Teodora del Carmen Vásquez a été libérée le 15 février 2018, un tribunal lui ayant accordé une réduction de peine. Toutefois, au moins 27 femmes demeurent incarcérées au titre de l’interdiction totale de l’avortement, d’après des organisations de défense des droits des femmes dans le pays.
« Quelle joie de voir Teodora sortir de prison, d’autant qu’elle n’aurait jamais dû y passer un seul jour. Cependant, le Salvador est encore loin de garantir pleinement le respect des droits des femmes et des jeunes filles dans le pays », a déclaré Erika Guevara-Rosas, directrice du programme Amériques à Amnesty International.
« Les autorités au Salvador doivent abroger cette loi scandaleuse sur l’avortement, qui engendre un climat de discrimination, de douleur et d’injustice. »
Au Salvador, les femmes qui souffrent de complications liées à leur grossesse et font des fausses couches ou accouchent d’un enfant mort-né sont régulièrement soupçonnées d’avoir pratiqué un avortement, un acte interdit en toutes circonstances. Les procureurs les inculpent fréquemment d’« homicide » ou d’« homicide avec circonstances aggravantes », une infraction passible d’une peine maximale de 50 ans d’emprisonnement.
Teodora del Carmen Vásquez a accouché d’un enfant mort-né en 2007, après avoir subitement ressenti des douleurs aiguës pendant qu’elle était au travail. Quand la police l’a arrêtée, elle était étendue dans une mare de sang. Elle a ensuite été condamnée à 30 ans d’emprisonnement pour " homicide avec circonstances aggravantes " à l’issue d’un procès entaché d’irrégularités.
Le ministère de la Justice du Salvador a finalement commué la peine de Teodora, mais n’a pas annulé sa condamnation ni reconnu son innocence. Ses avocats ont l’intention de rétablir son innocence et de réclamer des indemnités et des réparations pour les 10 années qu’elle a passé derrière les barreaux.
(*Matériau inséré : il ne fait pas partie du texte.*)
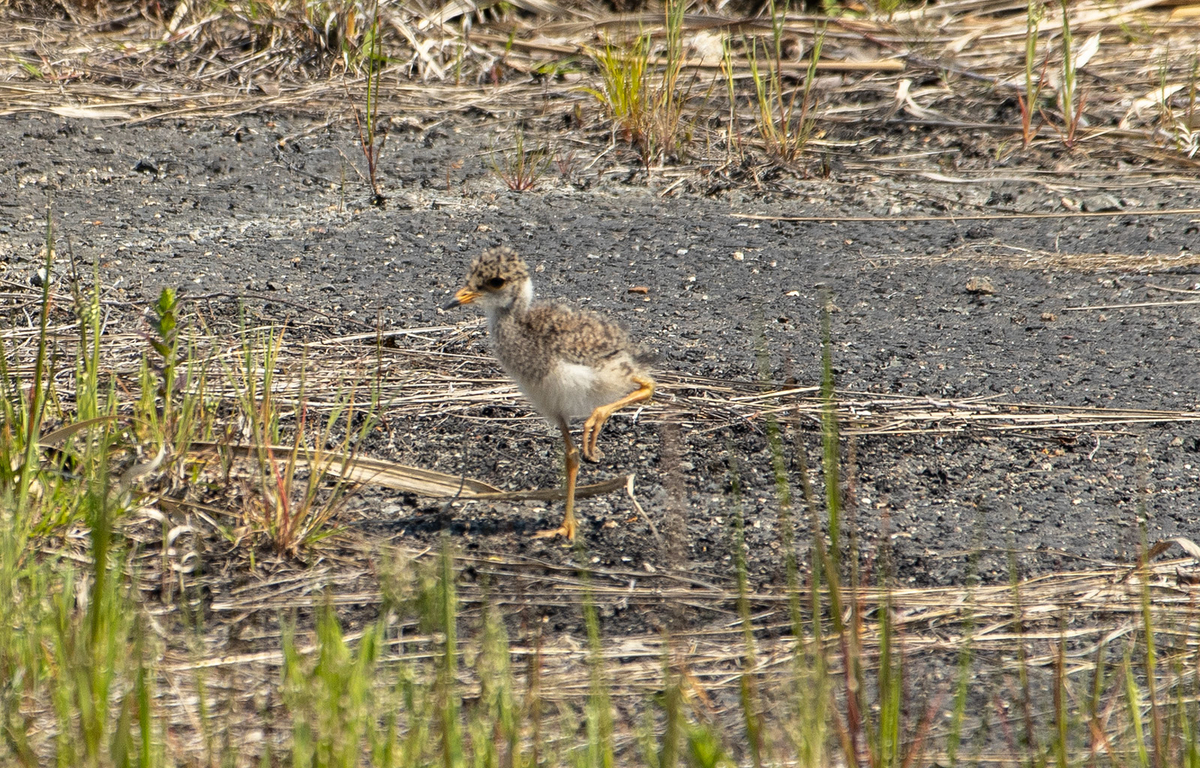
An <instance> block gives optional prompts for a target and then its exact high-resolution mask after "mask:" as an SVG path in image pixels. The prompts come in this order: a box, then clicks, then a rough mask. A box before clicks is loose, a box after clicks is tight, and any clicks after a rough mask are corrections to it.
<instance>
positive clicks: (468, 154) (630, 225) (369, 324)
mask: <svg viewBox="0 0 1200 768" xmlns="http://www.w3.org/2000/svg"><path fill="white" fill-rule="evenodd" d="M492 136H494V128H493V127H492V126H490V125H487V124H486V122H482V121H479V122H476V121H474V120H473V119H470V118H452V119H449V120H446V121H443V122H439V124H438V125H437V126H436V127H433V128H431V130H421V128H419V127H418V128H414V130H412V131H408V132H402V131H394V133H392V136H391V137H390V138H389V143H388V144H386V148H385V151H384V158H383V163H382V167H380V181H382V185H383V187H384V188H385V192H386V193H388V194H389V198H390V199H389V202H388V205H386V206H385V208H384V209H377V208H372V206H370V205H367V203H366V200H367V197H368V196H367V188H366V185H365V184H364V182H362V180H361V178H360V172H359V170H358V169H356V168H359V167H361V166H362V163H361V151H360V150H359V148H358V144H356V133H355V132H354V131H353V128H336V127H329V126H328V125H326V124H324V122H323V121H320V120H310V119H307V118H296V116H284V115H265V116H245V118H240V119H238V120H236V121H235V120H210V121H180V122H174V121H170V120H162V121H156V122H149V124H142V125H134V126H118V125H103V124H98V122H85V121H76V120H66V119H61V118H56V116H50V115H16V116H6V118H2V119H0V175H2V179H4V185H2V190H4V192H2V193H0V264H2V265H4V269H5V270H6V271H5V275H4V277H5V278H6V280H8V281H14V282H20V283H28V281H29V280H30V278H31V277H32V276H34V274H35V271H36V268H37V264H38V256H37V254H38V251H40V248H41V247H42V246H43V244H44V216H46V206H47V203H48V202H52V203H53V211H54V220H55V226H56V232H58V236H59V238H60V246H59V247H60V251H61V252H64V253H66V252H67V251H68V250H70V252H71V253H72V254H73V256H74V258H76V259H78V260H79V262H80V263H83V264H86V265H90V264H92V263H95V262H98V264H100V275H101V278H102V281H103V283H104V284H106V286H109V287H115V288H114V289H112V290H108V292H107V294H106V295H107V296H108V299H109V300H110V301H113V306H114V307H115V308H114V311H120V308H121V307H122V306H125V307H130V308H132V310H139V308H140V307H144V306H146V305H149V304H150V302H151V301H152V300H154V299H155V296H156V295H157V294H158V292H160V289H161V288H163V287H167V286H172V287H178V288H180V289H181V290H182V292H184V295H185V296H192V298H199V296H204V298H206V302H205V304H204V307H206V311H215V312H216V314H217V316H218V317H221V318H223V319H224V320H228V322H230V323H233V322H234V320H235V318H236V312H238V310H236V307H238V299H239V298H241V299H240V300H241V301H242V304H245V306H247V307H248V308H250V311H251V314H252V316H253V317H260V318H263V319H264V320H268V322H274V323H282V322H289V323H292V324H294V325H296V326H298V331H296V332H299V334H307V335H322V334H328V335H335V334H354V332H364V331H365V330H370V328H373V326H376V324H377V323H378V324H380V325H382V326H383V328H384V329H404V328H436V326H445V325H452V324H457V325H460V326H461V328H462V329H466V331H467V334H466V335H462V334H455V332H451V331H444V332H443V334H444V336H445V340H446V347H445V348H446V349H450V350H455V352H460V353H467V354H474V355H479V356H480V358H486V356H487V354H488V350H487V343H486V335H485V329H484V328H482V325H481V323H480V322H479V318H478V317H476V316H475V314H474V313H473V312H470V311H469V308H468V310H460V311H456V312H452V313H445V312H443V311H442V310H440V308H439V307H440V306H442V305H443V304H444V302H445V301H446V299H448V298H449V295H450V294H451V292H452V290H454V289H455V288H456V287H457V284H458V281H460V280H461V278H462V276H463V272H464V270H466V268H467V264H468V263H469V260H470V259H472V258H473V256H474V254H475V253H478V252H479V251H480V250H481V248H484V247H486V246H490V245H498V244H508V245H512V246H515V247H516V248H517V250H520V251H521V252H522V253H523V254H524V256H526V257H527V259H528V260H529V262H530V265H533V266H534V268H535V269H536V275H535V280H536V288H538V290H539V294H540V295H541V296H563V298H566V299H569V300H571V301H575V302H578V304H580V305H582V306H586V307H589V308H592V310H596V311H600V312H604V313H605V314H608V316H612V317H617V318H620V320H622V322H624V323H625V324H628V325H629V326H630V329H631V331H632V334H634V335H635V336H636V337H637V338H638V340H641V341H642V342H644V344H646V346H648V347H650V348H653V349H655V350H656V352H658V354H659V364H658V367H656V371H658V372H659V373H660V376H661V378H662V384H664V386H662V389H661V391H660V395H659V396H658V397H656V402H655V404H654V406H653V407H650V408H648V409H646V410H644V412H643V413H642V414H641V416H640V419H638V420H637V421H636V422H635V420H634V419H632V415H634V414H632V413H628V414H622V415H618V416H616V418H614V419H613V420H612V421H611V422H610V425H608V427H607V428H606V432H605V434H604V436H602V438H601V448H602V450H604V451H605V454H606V456H605V458H604V461H602V462H601V463H600V464H599V466H586V467H584V469H583V475H582V481H584V482H595V481H599V480H602V479H607V478H611V476H614V475H617V474H622V473H626V472H634V473H636V475H637V486H636V497H637V499H638V502H640V503H641V505H642V508H643V509H644V512H646V515H647V516H648V518H649V522H650V523H653V530H652V526H650V524H648V522H647V521H646V520H644V518H643V517H642V516H641V514H640V512H638V511H637V510H636V508H635V506H634V503H632V502H631V500H630V498H629V497H628V496H625V494H622V493H614V494H610V496H605V497H595V498H589V499H583V500H581V502H580V515H581V518H582V523H581V534H582V538H583V541H584V542H586V546H587V548H588V551H589V552H590V556H592V558H594V562H595V563H598V564H602V565H606V566H611V568H622V569H628V570H631V571H643V572H648V571H661V570H662V569H671V568H682V569H686V570H689V571H691V572H695V574H700V575H706V576H710V577H713V578H721V580H724V578H727V577H728V575H730V571H731V569H730V544H728V542H730V532H731V524H732V521H733V510H734V508H733V503H732V502H731V494H730V488H731V466H732V464H736V467H737V473H738V475H739V481H740V485H742V488H743V493H742V498H743V503H744V510H745V514H746V518H748V527H749V530H748V539H749V546H750V554H751V564H750V565H751V572H750V576H751V581H752V583H754V584H755V586H757V587H761V588H769V587H772V586H778V584H780V583H781V582H782V578H784V569H782V556H781V547H780V544H779V533H778V530H776V527H778V526H776V521H778V517H776V514H778V502H776V492H775V484H774V475H773V470H772V452H770V450H769V449H768V438H767V432H766V422H764V420H762V419H739V420H737V421H734V422H730V421H728V420H726V421H725V422H722V421H721V420H720V419H718V418H715V416H714V418H707V419H704V418H691V419H690V420H686V421H685V425H684V426H683V427H682V428H677V427H673V426H671V425H670V424H668V422H672V419H671V415H672V413H673V410H672V409H673V408H674V403H676V402H677V397H678V396H679V395H680V394H682V392H683V391H684V390H685V389H686V388H688V386H689V382H695V380H696V377H704V378H706V379H719V380H724V382H736V383H742V384H745V385H746V386H748V391H755V388H756V385H757V384H758V383H761V382H762V376H761V373H760V362H758V350H760V349H762V350H766V355H767V358H768V360H767V362H766V366H767V367H768V368H769V378H770V379H772V384H773V385H774V386H778V388H782V386H785V383H790V382H794V383H798V385H814V384H817V383H818V382H820V377H821V362H820V361H821V334H820V319H821V306H822V295H823V292H828V293H829V294H830V295H832V299H833V302H834V305H835V311H834V313H833V316H832V336H833V361H834V368H835V372H836V379H838V385H839V388H842V389H845V390H852V391H857V392H868V394H872V395H886V394H895V395H905V396H914V397H924V398H929V401H930V403H937V402H956V401H965V400H967V398H973V397H980V396H984V397H990V398H996V402H1000V403H1006V402H1012V403H1030V404H1032V406H1034V407H1046V408H1050V407H1072V408H1122V409H1153V410H1172V412H1174V410H1181V412H1195V410H1198V403H1196V400H1198V391H1196V362H1198V354H1200V335H1198V320H1200V305H1198V304H1180V305H1177V306H1139V307H1132V308H1098V310H1088V311H1068V310H1072V308H1075V307H1109V306H1111V305H1130V304H1144V302H1163V301H1176V300H1183V299H1188V298H1189V296H1186V295H1178V294H1172V293H1169V292H1163V290H1159V288H1166V289H1177V290H1194V289H1195V288H1196V286H1198V283H1200V268H1198V266H1196V259H1194V258H1193V256H1192V252H1190V250H1192V248H1195V247H1196V245H1198V228H1196V223H1195V216H1194V215H1192V216H1189V215H1160V216H1156V215H1145V211H1148V210H1153V209H1178V208H1192V206H1195V205H1198V204H1200V184H1195V182H1183V181H1180V180H1178V179H1170V178H1165V176H1164V178H1163V179H1162V180H1159V179H1158V178H1156V176H1153V175H1147V174H1133V173H1132V172H1126V170H1121V169H1115V170H1112V172H1111V174H1109V175H1105V173H1104V170H1103V169H1098V170H1096V172H1094V173H1091V174H1088V175H1082V174H1074V173H1072V174H1068V173H1067V172H1064V170H1063V172H1061V173H1046V172H1037V173H1034V172H1030V173H1028V174H1025V173H1020V172H1018V170H1014V169H1012V168H1009V169H1007V170H1004V172H1003V174H1002V175H1003V178H1002V179H998V180H991V181H988V180H976V181H967V182H961V184H950V182H947V181H944V176H938V179H943V180H935V179H930V178H919V175H917V174H907V175H896V174H892V175H883V174H870V173H866V172H854V173H846V174H845V175H839V174H838V173H834V174H833V175H832V176H830V178H828V179H818V180H803V179H802V180H792V181H791V187H790V188H791V193H790V194H782V193H780V192H779V191H778V190H776V191H774V192H770V191H758V192H754V191H749V192H748V191H737V190H732V191H725V192H721V193H719V194H715V196H710V197H706V196H701V194H696V193H695V192H689V191H685V190H683V188H677V190H673V191H671V193H670V194H667V196H662V194H660V192H662V191H668V187H670V186H671V182H672V179H668V178H666V176H662V178H661V179H659V178H655V179H652V181H650V184H649V185H647V184H643V182H641V181H640V182H638V184H636V185H626V184H623V182H622V181H620V179H618V178H614V176H613V175H605V174H604V173H598V170H596V169H595V168H590V169H588V168H587V163H586V162H584V161H582V160H580V161H576V163H575V166H576V167H575V168H574V169H568V170H569V173H568V176H566V178H564V176H563V175H562V174H560V172H559V169H557V168H556V169H553V170H551V172H548V173H547V175H546V179H545V181H544V184H542V185H541V188H540V190H538V191H535V192H532V193H520V194H518V193H512V192H509V191H508V190H506V188H505V186H504V184H503V182H502V181H500V180H499V179H498V178H497V176H496V174H494V173H493V172H492V170H491V168H490V164H488V155H487V148H488V145H490V142H491V137H492ZM1084 160H1086V158H1080V162H1082V161H1084ZM1063 162H1068V163H1069V162H1072V158H1070V157H1069V156H1068V157H1066V158H1064V161H1063ZM448 181H449V188H448ZM1080 206H1082V209H1084V210H1085V211H1099V212H1103V211H1104V210H1105V209H1111V208H1117V209H1121V211H1118V212H1117V214H1115V215H1102V216H1093V217H1051V218H1007V220H994V221H989V220H967V221H950V220H946V221H923V222H922V221H910V222H907V223H906V222H902V221H900V222H898V221H888V222H880V221H840V222H778V221H757V220H749V218H739V217H737V215H739V214H755V215H780V216H787V215H809V216H829V217H850V216H875V217H882V216H890V217H895V216H944V215H947V214H950V212H953V214H964V215H966V214H971V215H980V214H983V215H986V214H1000V212H1010V211H1024V212H1051V214H1055V212H1057V214H1068V212H1070V210H1072V209H1078V208H1080ZM67 246H68V247H67ZM989 281H990V287H988V286H986V283H988V282H989ZM634 287H646V288H648V293H636V292H631V290H630V288H634ZM1193 298H1194V295H1193ZM122 302H124V304H122ZM197 306H199V305H197ZM364 343H366V344H373V341H372V340H367V341H365V342H364ZM398 343H401V344H402V343H403V337H401V341H400V342H398ZM493 376H499V372H498V368H496V373H494V374H493ZM518 416H520V418H518ZM676 421H678V420H676ZM785 421H786V422H787V424H785V444H786V445H787V446H788V448H787V450H786V457H787V461H788V462H790V463H791V472H792V475H793V480H794V478H796V476H797V473H798V472H799V469H798V464H797V463H796V457H794V451H793V450H792V446H794V445H804V446H806V449H808V462H809V464H810V466H811V467H814V468H817V467H820V461H818V457H820V450H821V438H820V432H818V430H817V425H816V424H815V422H814V421H812V420H811V419H806V418H805V419H791V420H787V419H785ZM697 425H698V426H697ZM844 449H845V452H846V454H848V452H850V451H851V449H852V451H853V460H852V461H850V460H848V458H847V460H846V463H845V468H846V472H847V474H848V475H850V478H852V485H853V491H854V500H856V504H854V506H853V508H852V509H851V510H850V512H848V514H850V515H852V516H853V517H854V522H856V527H857V529H858V532H859V533H860V536H862V541H860V546H862V547H863V548H864V550H866V551H874V550H875V548H876V547H877V546H878V545H880V544H881V541H883V540H888V541H889V542H890V545H892V547H893V550H894V570H895V575H896V578H898V581H899V582H900V583H901V584H918V586H922V584H929V586H940V584H953V583H961V582H962V581H964V580H965V578H966V576H967V569H968V553H971V552H974V551H979V552H982V553H983V556H982V558H980V560H979V565H978V569H979V571H980V574H982V576H983V578H984V580H985V581H989V582H995V581H1004V580H1007V578H1008V572H1007V560H1006V556H1004V553H1003V552H1004V548H1006V547H1009V546H1012V547H1015V548H1016V551H1018V553H1019V554H1018V563H1019V566H1020V569H1021V571H1022V574H1042V572H1049V571H1055V570H1064V569H1067V570H1069V569H1075V568H1082V566H1086V565H1088V564H1090V563H1094V562H1128V560H1130V559H1132V558H1133V557H1134V556H1135V552H1136V548H1138V542H1139V528H1138V524H1136V521H1138V510H1139V508H1140V506H1144V508H1145V515H1146V518H1147V522H1146V527H1147V536H1148V539H1150V540H1152V541H1153V540H1159V539H1163V538H1169V536H1188V538H1192V539H1200V517H1198V516H1196V514H1195V510H1196V509H1198V506H1200V425H1198V424H1196V422H1195V421H1187V420H1166V419H1164V420H1163V421H1162V422H1157V424H1141V425H1118V424H1117V425H1115V424H1111V422H1103V424H1098V425H1097V426H1092V427H1080V428H1076V430H1073V431H1069V430H1056V431H1052V432H1051V431H1039V430H1033V428H1031V430H1025V431H1009V432H995V431H989V430H986V428H984V427H983V426H972V425H970V424H967V425H964V426H962V428H961V430H959V431H958V432H955V433H947V432H944V431H931V430H924V431H923V430H917V431H914V432H913V433H908V434H890V436H860V437H858V438H856V439H854V440H853V443H851V442H848V440H846V439H844ZM367 451H368V452H370V454H371V455H374V456H378V457H380V458H389V460H394V461H398V462H402V463H407V464H416V466H422V467H428V468H432V469H439V470H443V472H446V473H454V474H458V473H463V472H466V473H467V475H468V476H472V478H475V479H479V480H482V481H486V482H490V484H493V485H496V486H499V487H504V488H527V487H552V486H554V485H556V484H557V482H558V476H559V468H558V458H557V455H558V454H557V451H558V445H557V437H556V436H554V433H553V432H552V431H551V428H550V427H548V426H546V425H544V424H542V422H541V421H540V420H538V419H536V418H534V416H532V414H530V413H529V412H528V410H524V409H523V408H521V409H520V410H517V409H515V408H511V407H506V406H505V407H503V408H496V407H491V406H485V404H481V406H480V408H479V410H478V412H476V413H473V414H470V418H451V419H438V420H427V419H420V418H410V416H407V415H406V416H391V418H389V421H388V430H386V431H385V432H384V431H380V433H379V434H378V436H377V438H373V443H372V444H371V445H370V446H368V449H367ZM731 451H732V455H733V456H732V458H733V460H736V461H731ZM818 474H820V473H817V472H816V469H814V478H815V479H818ZM439 509H440V504H439V503H433V502H428V500H425V499H416V500H415V502H414V499H412V497H407V496H403V494H398V493H391V492H388V491H379V490H371V491H365V492H364V493H362V496H361V497H360V499H359V500H356V502H355V504H354V505H353V508H352V509H350V510H349V511H348V512H347V515H348V516H349V517H350V520H347V521H344V522H348V523H353V524H354V526H356V527H358V528H359V529H360V530H361V532H362V533H364V534H365V535H367V536H378V538H379V539H380V540H389V541H391V542H395V544H401V545H407V544H410V545H413V546H414V547H424V546H426V545H430V544H432V542H434V541H436V540H437V539H438V536H439V535H440V530H442V529H443V528H444V527H445V526H448V524H449V527H450V529H451V532H452V535H454V538H455V539H456V540H457V541H458V542H460V546H461V547H462V548H463V550H464V551H467V552H472V551H478V552H480V553H493V552H494V553H505V554H509V556H524V557H529V558H535V559H538V560H544V562H548V563H562V564H566V563H570V562H572V554H571V552H570V550H568V548H565V547H563V546H562V545H559V544H557V542H552V541H545V540H534V539H530V538H529V536H528V534H529V533H532V532H534V530H538V529H541V528H546V527H553V526H556V524H557V523H558V520H559V516H560V514H562V509H560V505H559V504H557V503H556V504H546V503H478V502H473V503H467V504H461V505H456V506H455V509H454V510H452V511H451V512H449V514H448V515H443V514H439ZM672 510H673V511H672ZM680 516H682V524H683V526H684V527H685V530H680V529H679V527H680V526H679V517H680ZM635 623H636V622H635Z"/></svg>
Au moins 27 autres femmes sont toujours incarcérées au titre de la loi sur l’avortement en vigueur au Salvador. Les femmes concernées viennent majoritairement de milieux défavorisés et ont un accès limité à l’éducation, aux soins médicaux ou à la justice. Dans son rapport de 2014 intitulé À deux doigts de la mort, Amnesty International a conclu que dans les affaires recensées, le droit à un procès équitable et à l’égalité devant la loi est bafoué.
Amnesty International demande aux autorités d’instaurer un moratoire immédiat sur l’application de la loi relative à l’avortement, comme l’a recommandé le Comité pour l’élimination de la discrimination à l’égard des femmes le 3 mars 2017, avec pour objectif la dépénalisation totale de l’avortement. Elles doivent aussi libérer immédiatement et sans condition toutes les femmes et jeunes filles incarcérées pour des accusations en lien avec des complications liées à leur grossesse, et garantir l’accès sûr et légal à l’avortement, au moins dans les cas où la vie ou la santé mentale ou physique de la femme enceinte est en danger, où la grossesse résulte d’un viol ou d’un inceste, où le fœtus souffre de malformations graves ou mortelles.